Lines of shoes at Oodena Circle, Selkirk
On Sunday, Bear Clan Patrol lined up shoes in the Oodena Circle at The Forks, but not just for the 215 bodies found, the Indigenous-led group wrote on social media.
“The fear is that is one of many such places,” the post said.
“The work of our members, Indigenous and non-Indigenous, is to walk side by side in the journey of healing and reconciliation among the community members we serve who are in need today because of the pain and trauma that is the legacy of the residential school and the effects of the colonial system here in Canada.”
A group in Selkirk, Man., also set up a line of shoes outside of the Selkirk Friendship Centre on Manitoba Avenue.
‘The world’s watching’
The City of Winnipeg and Premier Brian Pallister also showed respect for the children who died.
“Out of respect to all those affected by this horrific news the Winnipeg sign has been dimmed. The flags at City Hall will also be half mast from sunrise to sunset for four days beginning Sunday,” Winnipeg Mayor Brian Bowman posted on social media.

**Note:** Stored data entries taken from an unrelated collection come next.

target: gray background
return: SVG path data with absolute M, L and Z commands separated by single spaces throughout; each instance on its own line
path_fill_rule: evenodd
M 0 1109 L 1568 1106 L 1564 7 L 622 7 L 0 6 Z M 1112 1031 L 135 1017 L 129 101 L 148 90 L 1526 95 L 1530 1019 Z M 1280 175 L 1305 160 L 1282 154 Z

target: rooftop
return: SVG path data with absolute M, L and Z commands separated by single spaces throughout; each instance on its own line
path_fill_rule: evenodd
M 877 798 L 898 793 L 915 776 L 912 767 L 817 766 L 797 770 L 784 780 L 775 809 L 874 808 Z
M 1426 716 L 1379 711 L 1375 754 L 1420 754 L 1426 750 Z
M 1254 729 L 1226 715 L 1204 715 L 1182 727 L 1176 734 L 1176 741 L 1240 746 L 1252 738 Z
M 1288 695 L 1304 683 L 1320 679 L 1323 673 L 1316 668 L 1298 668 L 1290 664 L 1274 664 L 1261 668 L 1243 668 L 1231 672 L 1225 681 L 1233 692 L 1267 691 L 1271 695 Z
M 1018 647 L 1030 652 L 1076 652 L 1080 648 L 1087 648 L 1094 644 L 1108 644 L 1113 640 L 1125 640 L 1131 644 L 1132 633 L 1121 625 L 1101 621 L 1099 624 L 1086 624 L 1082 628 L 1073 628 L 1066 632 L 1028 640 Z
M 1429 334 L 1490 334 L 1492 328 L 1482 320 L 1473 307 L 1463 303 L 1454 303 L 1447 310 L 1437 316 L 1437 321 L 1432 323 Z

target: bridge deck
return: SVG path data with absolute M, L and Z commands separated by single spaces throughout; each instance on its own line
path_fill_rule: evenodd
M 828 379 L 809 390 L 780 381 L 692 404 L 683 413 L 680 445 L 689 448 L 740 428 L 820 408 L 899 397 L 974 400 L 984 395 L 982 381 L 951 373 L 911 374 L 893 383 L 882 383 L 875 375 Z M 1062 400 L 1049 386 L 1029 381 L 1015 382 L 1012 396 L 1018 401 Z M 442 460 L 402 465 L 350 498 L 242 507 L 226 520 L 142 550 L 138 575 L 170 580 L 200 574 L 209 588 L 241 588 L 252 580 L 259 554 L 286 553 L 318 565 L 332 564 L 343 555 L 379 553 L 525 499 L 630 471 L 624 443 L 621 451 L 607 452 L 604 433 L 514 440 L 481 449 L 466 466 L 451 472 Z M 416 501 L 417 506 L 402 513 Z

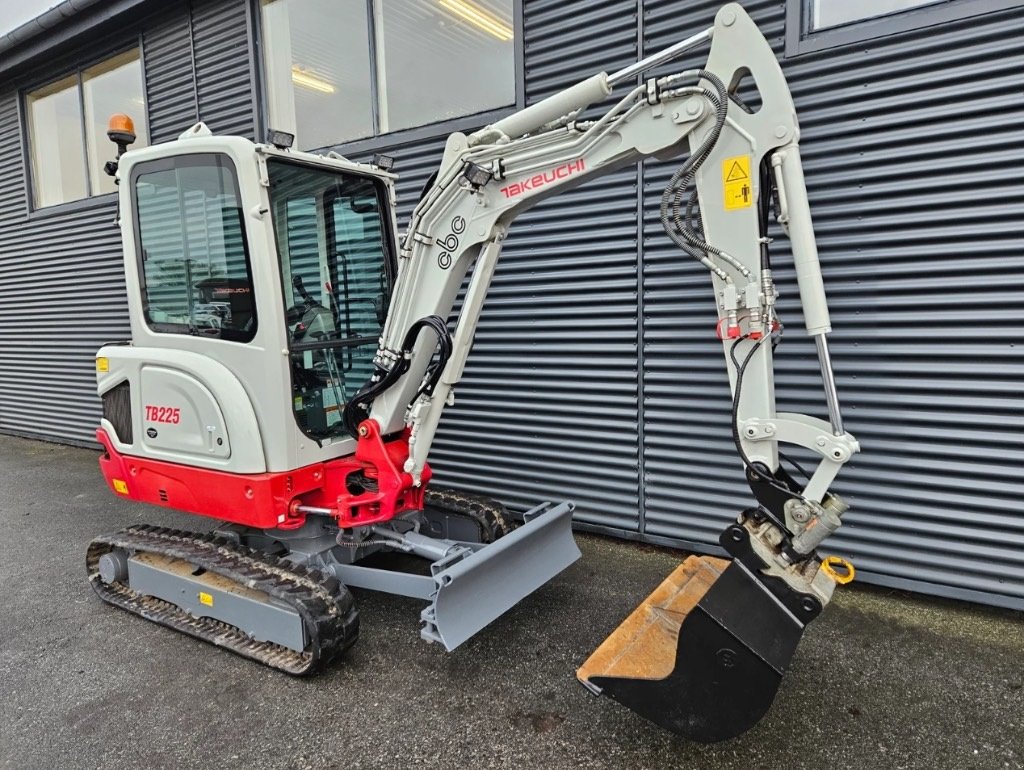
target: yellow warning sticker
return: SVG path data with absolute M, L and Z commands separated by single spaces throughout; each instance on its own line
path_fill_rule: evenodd
M 117 492 L 117 494 L 119 494 L 119 495 L 127 495 L 128 494 L 128 485 L 124 481 L 122 481 L 121 479 L 113 479 L 113 481 L 114 481 L 114 491 Z
M 722 161 L 722 189 L 725 191 L 726 211 L 754 205 L 749 155 L 737 155 Z
M 205 604 L 207 607 L 213 606 L 213 594 L 208 594 L 206 591 L 199 592 L 199 603 Z

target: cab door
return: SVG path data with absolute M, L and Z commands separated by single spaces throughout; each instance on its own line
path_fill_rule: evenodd
M 243 203 L 232 155 L 197 151 L 132 164 L 126 181 L 140 301 L 132 314 L 133 345 L 146 351 L 132 383 L 133 413 L 145 454 L 251 472 L 251 462 L 233 467 L 236 437 L 225 417 L 242 405 L 231 403 L 237 384 L 222 380 L 242 385 L 262 422 L 273 410 L 260 402 L 280 404 L 285 393 L 268 367 L 276 360 L 268 344 L 273 338 L 261 323 L 267 315 L 272 328 L 274 318 L 258 312 L 245 214 L 251 206 Z M 264 301 L 276 295 L 262 293 Z M 171 354 L 178 350 L 200 353 L 223 368 L 188 367 L 182 361 L 190 359 Z M 210 371 L 222 374 L 211 377 Z M 252 454 L 252 447 L 245 450 Z

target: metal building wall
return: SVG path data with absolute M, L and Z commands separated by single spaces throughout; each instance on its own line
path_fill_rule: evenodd
M 524 0 L 527 100 L 685 37 L 718 5 Z M 784 3 L 746 5 L 782 56 Z M 197 112 L 215 130 L 253 133 L 247 11 L 197 0 L 143 24 L 154 140 Z M 1024 104 L 1010 96 L 1020 13 L 783 66 L 841 397 L 864 449 L 838 486 L 854 508 L 830 543 L 866 581 L 1024 608 Z M 398 158 L 403 217 L 442 143 L 381 148 Z M 29 216 L 22 164 L 17 99 L 0 89 L 0 430 L 88 441 L 94 351 L 127 333 L 113 204 Z M 748 504 L 708 280 L 657 222 L 670 169 L 623 170 L 517 223 L 442 426 L 439 479 L 518 508 L 572 498 L 585 527 L 699 549 Z M 775 258 L 780 406 L 820 414 L 779 244 Z
M 632 60 L 640 41 L 648 54 L 692 34 L 720 3 L 524 5 L 532 102 Z M 783 56 L 785 4 L 745 5 Z M 1024 65 L 1019 15 L 783 67 L 803 129 L 840 396 L 863 447 L 837 486 L 853 509 L 829 548 L 865 582 L 1024 608 L 1014 310 L 1024 306 L 1024 186 L 1013 149 L 1024 146 L 1024 104 L 1007 95 Z M 403 217 L 442 146 L 439 137 L 386 149 L 398 159 Z M 438 480 L 518 508 L 571 498 L 585 528 L 708 551 L 749 505 L 710 282 L 658 222 L 672 169 L 624 170 L 513 227 L 439 434 Z M 773 253 L 787 324 L 780 408 L 825 416 L 784 243 Z
M 151 5 L 150 7 L 153 7 Z M 151 139 L 196 121 L 253 136 L 251 32 L 244 2 L 174 2 L 0 86 L 0 431 L 92 445 L 93 359 L 129 336 L 113 196 L 30 211 L 19 92 L 141 34 Z M 196 92 L 195 83 L 201 83 Z
M 528 103 L 636 59 L 635 0 L 580 7 L 526 3 Z M 443 145 L 385 150 L 397 158 L 400 226 Z M 578 522 L 637 530 L 637 178 L 622 170 L 513 226 L 432 453 L 439 480 L 519 509 L 572 499 Z
M 648 52 L 716 5 L 648 2 Z M 748 8 L 782 56 L 782 4 Z M 1008 94 L 1024 64 L 1021 13 L 783 65 L 800 115 L 840 396 L 863 449 L 837 485 L 854 507 L 829 548 L 871 582 L 1018 608 L 1024 356 L 1014 308 L 1024 300 L 1024 186 L 1012 169 L 1024 103 Z M 664 176 L 646 180 L 646 531 L 701 543 L 748 493 L 732 459 L 717 346 L 707 341 L 707 286 L 658 232 Z M 776 263 L 787 266 L 778 273 L 788 326 L 780 407 L 824 416 L 788 255 L 779 251 Z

Pallister wrote in a news release on Sunday that he was “deeply saddened” by the news.
The flags at the Legislature and Memorial Park have been lowered, and the Legislative building will be lit orange to honour “the 215 children whose lives were lost, and all survivors, their families and all those who never made it home,” the news release said.
Shingoose said it’s brought her comfort to see the outpouring of support across the country for the families affected by the discovery in Kamloops.
“They’ve unified us from nation to nation,” she said. “I know the world’s watching right now.”
But she also said calls to action outlined by the Truth and Reconciliation Commission — which included a call for strategies to identify and document residential school burial sites — haven’t been taken seriously.
She said all Canada’s former residential schools need to be examined for graves that haven’t yet been uncovered.
“[It’s] a national tragedy. As survivors it’s always been a tragedy for us…. They could have had families. Their grandchildren could have been in university,” she said.
Shingoose said survivors like her have already shared their stories, time and time again — including with the federal government and the Truth and Reconciliation Commission.
“Now, it’s Canada’s turn to listen,” she said.
Support is available for anyone affected by the lingering effects of residential schools, and those who are triggered by the latest reports. The Indian Residential School Survivors Society (IRSSS) can be contacted toll-free at 1-800-721-0066.
A national Indian Residential School Crisis Line has been set up to provide support for former students and those affected. Access emotional and crisis referral services by calling the 24-hour national crisis line: 1-866-925-4419.